3 Comedies Funnier Than Bridesmaids — Including Walk Hard
Bridesmaids turns 15 this year, the riotous romp that catapulted Melissa McCarthy, Kristen Wiig and Rose Byrne into stardom — but Watch With Us says it’s not the comedy GOAT, and we’re ready to back it up with three contenders that top it.
It has been 15 years since Bridesmaids hit like a confetti cannon and helped launch Melissa McCarthy, Kristen Wiig, and Rose Byrne into full-on movie stardom. I like it. I laugh at it. I also don’t think it’s the funniest comedy ever made. If you want to see what I mean, here are three movies that, in different ways, outclass it — one from the 90s that’s pure chaos, one brand-new micro-feature that never wastes a second, and one parody so sharp it basically ruined an entire genre’s cliches for everyone else.
Clifford (1994)
Yes, that’s Martin Short playing the worst 10-year-old alive — and yes, it absolutely works. The movie opens mid-disaster: Clifford is on a flight to Hawaii with his parents and manages to derail the entire trip so badly the plane has to land in Los Angeles. Dad (Richard Kind), out of options, pawns the kid off on his estranged brother Martin (Charles Grodin). Martin says yes mostly to convince his girlfriend Sarah (Mary Steenburgen) that he’s ready for marriage and kids. He is not ready. What he is, it turns out, is babysitter to a pint-sized supervillain fixated on one goal: get to Dinosaur World, no matter who burns.
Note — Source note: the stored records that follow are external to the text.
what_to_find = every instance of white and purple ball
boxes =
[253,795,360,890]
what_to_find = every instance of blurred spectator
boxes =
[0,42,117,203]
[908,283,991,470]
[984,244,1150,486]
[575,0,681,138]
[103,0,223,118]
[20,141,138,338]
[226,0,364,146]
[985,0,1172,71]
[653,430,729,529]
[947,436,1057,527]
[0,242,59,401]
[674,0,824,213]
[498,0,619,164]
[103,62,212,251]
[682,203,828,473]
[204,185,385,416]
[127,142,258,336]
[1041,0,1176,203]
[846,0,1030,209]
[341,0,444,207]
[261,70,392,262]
The real magic here is the duel between Grodin’s slow-boil frustration and Short’s gleefully sociopathic energy — it’s two pros pushing each other to funnier places scene after scene. And for the craft heads, the Dinosaur World set piece is a flex: lush matte paintings, chunky animatronics, the whole practical-effects buffet that 90s studio comedies almost never got. It’s one of those films that somehow gets funnier every time you rewatch it.
Rap World (2024)
File this under: how is this only 56 minutes long and funnier than most studio comedies? In Tobyhanna, Pennsylvania, three would-be rappers set out to pull an all-nighter and record a life-changing album. They even bring their buddy Ben (Danny Scharar) along to document the moment while Matt (Conner O’Malley), Casey (Jack Bensinger), and Jason (Eric Rahill) hole up at Casey’s mom’s house. Then they proceed to do everything except make music: roam parking lots, pick up Matt’s sister (Edy Modica) from work, score some weed, hit a house party — classic big-dreams, low-output energy.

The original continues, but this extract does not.